Fatima Goss Graves, president of the National Women’s Law Center, told the Times the hearings were difficult for her. “You’ve seen this effort by some of the senators to smear her, and it is hard to watch,” Graves says. “I imagine that women in particular around the country who are watching this are frustrated.”
But as challenging as it's been to watch the GOP try to take her down, Sen. Cory Booker lifted us all up when he said, “You have faced insults here that were shocking to me. Well, actually, not shocking. But you are here because of that kind of love, and nobody’s taking this away from me.”
As Daily Kos staff writer Laura Clawson noted, “Booker brought Jackson to tears as he spoke directly to their shared experience as Black people rising to the highest levels of achievement and recognition, directly acknowledging the ugliness from his Republican colleagues on the Judiciary Committee but also invoking the pride and love that many Black people feel to see Jackson and Booker sitting where they are right now.”

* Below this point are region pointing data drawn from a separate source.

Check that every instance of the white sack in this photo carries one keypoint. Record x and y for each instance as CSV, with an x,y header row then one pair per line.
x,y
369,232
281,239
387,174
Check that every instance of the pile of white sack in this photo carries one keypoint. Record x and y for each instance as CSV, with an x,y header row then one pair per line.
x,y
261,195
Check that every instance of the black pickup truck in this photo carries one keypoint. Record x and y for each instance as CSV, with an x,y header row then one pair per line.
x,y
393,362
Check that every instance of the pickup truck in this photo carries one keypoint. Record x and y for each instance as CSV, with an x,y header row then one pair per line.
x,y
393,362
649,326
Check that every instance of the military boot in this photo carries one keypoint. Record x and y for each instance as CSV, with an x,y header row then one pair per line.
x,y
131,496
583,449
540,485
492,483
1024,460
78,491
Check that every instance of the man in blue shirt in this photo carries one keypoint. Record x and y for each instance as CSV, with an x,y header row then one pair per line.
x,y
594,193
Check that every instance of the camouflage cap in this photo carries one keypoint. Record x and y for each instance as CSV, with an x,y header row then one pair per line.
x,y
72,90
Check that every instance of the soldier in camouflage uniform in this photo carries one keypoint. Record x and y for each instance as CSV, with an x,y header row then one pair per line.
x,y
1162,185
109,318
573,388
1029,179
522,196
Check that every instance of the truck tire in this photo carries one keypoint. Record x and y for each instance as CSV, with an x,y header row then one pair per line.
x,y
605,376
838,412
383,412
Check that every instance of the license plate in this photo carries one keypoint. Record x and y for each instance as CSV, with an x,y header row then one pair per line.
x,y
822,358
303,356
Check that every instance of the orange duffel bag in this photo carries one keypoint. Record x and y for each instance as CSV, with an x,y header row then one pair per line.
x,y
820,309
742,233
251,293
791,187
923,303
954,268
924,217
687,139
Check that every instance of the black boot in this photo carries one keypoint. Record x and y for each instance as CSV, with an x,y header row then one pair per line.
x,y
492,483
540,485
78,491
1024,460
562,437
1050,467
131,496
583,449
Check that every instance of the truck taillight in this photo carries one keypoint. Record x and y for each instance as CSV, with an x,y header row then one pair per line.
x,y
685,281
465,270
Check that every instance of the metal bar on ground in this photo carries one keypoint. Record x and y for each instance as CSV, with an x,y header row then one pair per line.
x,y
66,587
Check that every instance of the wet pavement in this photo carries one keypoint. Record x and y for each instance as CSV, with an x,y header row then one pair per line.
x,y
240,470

For a little light, watch this:
In the end, I’m confident she will be sworn in because I choose to believe that between her outstanding record and experience—not to mention how she’s handled the hearings—how could she not be?

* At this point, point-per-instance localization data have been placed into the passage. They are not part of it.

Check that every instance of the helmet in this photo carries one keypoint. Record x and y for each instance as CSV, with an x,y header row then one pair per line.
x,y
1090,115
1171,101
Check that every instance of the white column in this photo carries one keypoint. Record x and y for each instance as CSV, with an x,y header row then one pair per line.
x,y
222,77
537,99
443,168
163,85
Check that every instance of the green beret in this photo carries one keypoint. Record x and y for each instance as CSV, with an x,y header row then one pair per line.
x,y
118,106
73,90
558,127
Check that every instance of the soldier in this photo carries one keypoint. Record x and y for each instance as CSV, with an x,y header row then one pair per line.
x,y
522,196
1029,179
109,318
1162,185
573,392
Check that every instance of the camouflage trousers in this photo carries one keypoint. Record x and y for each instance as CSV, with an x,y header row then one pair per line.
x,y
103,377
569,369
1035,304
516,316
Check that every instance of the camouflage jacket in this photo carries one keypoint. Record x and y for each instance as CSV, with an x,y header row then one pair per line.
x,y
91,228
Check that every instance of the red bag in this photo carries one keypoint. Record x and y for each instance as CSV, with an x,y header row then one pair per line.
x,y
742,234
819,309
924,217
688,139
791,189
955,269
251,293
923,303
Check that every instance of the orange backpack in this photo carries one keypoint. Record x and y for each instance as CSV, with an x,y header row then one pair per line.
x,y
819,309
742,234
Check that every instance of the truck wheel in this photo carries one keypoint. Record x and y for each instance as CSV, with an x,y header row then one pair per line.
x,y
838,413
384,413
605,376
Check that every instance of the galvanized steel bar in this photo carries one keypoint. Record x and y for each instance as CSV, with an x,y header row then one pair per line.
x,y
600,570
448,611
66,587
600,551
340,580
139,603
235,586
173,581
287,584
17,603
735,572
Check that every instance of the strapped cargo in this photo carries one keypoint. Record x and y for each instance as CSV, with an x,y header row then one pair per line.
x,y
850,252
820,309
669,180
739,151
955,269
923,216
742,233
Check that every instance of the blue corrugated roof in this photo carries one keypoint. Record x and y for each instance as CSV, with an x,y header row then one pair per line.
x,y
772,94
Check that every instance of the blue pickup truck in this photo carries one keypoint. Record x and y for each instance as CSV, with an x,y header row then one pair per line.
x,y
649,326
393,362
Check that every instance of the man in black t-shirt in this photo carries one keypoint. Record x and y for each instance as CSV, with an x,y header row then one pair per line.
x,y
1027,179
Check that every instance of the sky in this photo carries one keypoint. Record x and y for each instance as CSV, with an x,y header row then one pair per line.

But I doubt anyone who is not a Black woman can relate to how it feels for an overly qualified Black woman to be interviewed for a job, or a raise, or a mortgage, or to open an account, or to simply live and breathe in a world that by and large doesn’t respect you, despite how hard you work.
Yet despite all of the viciousness and childishness, I think a lot of Black women were still able to find joy in watching how beautifully Jackson composed herself. I remember watching Justice Brett Kavanaugh and wondering how in the world he would ever be able to navigate the world with how hopeless confused, angry, and temperamental he was during his hearings.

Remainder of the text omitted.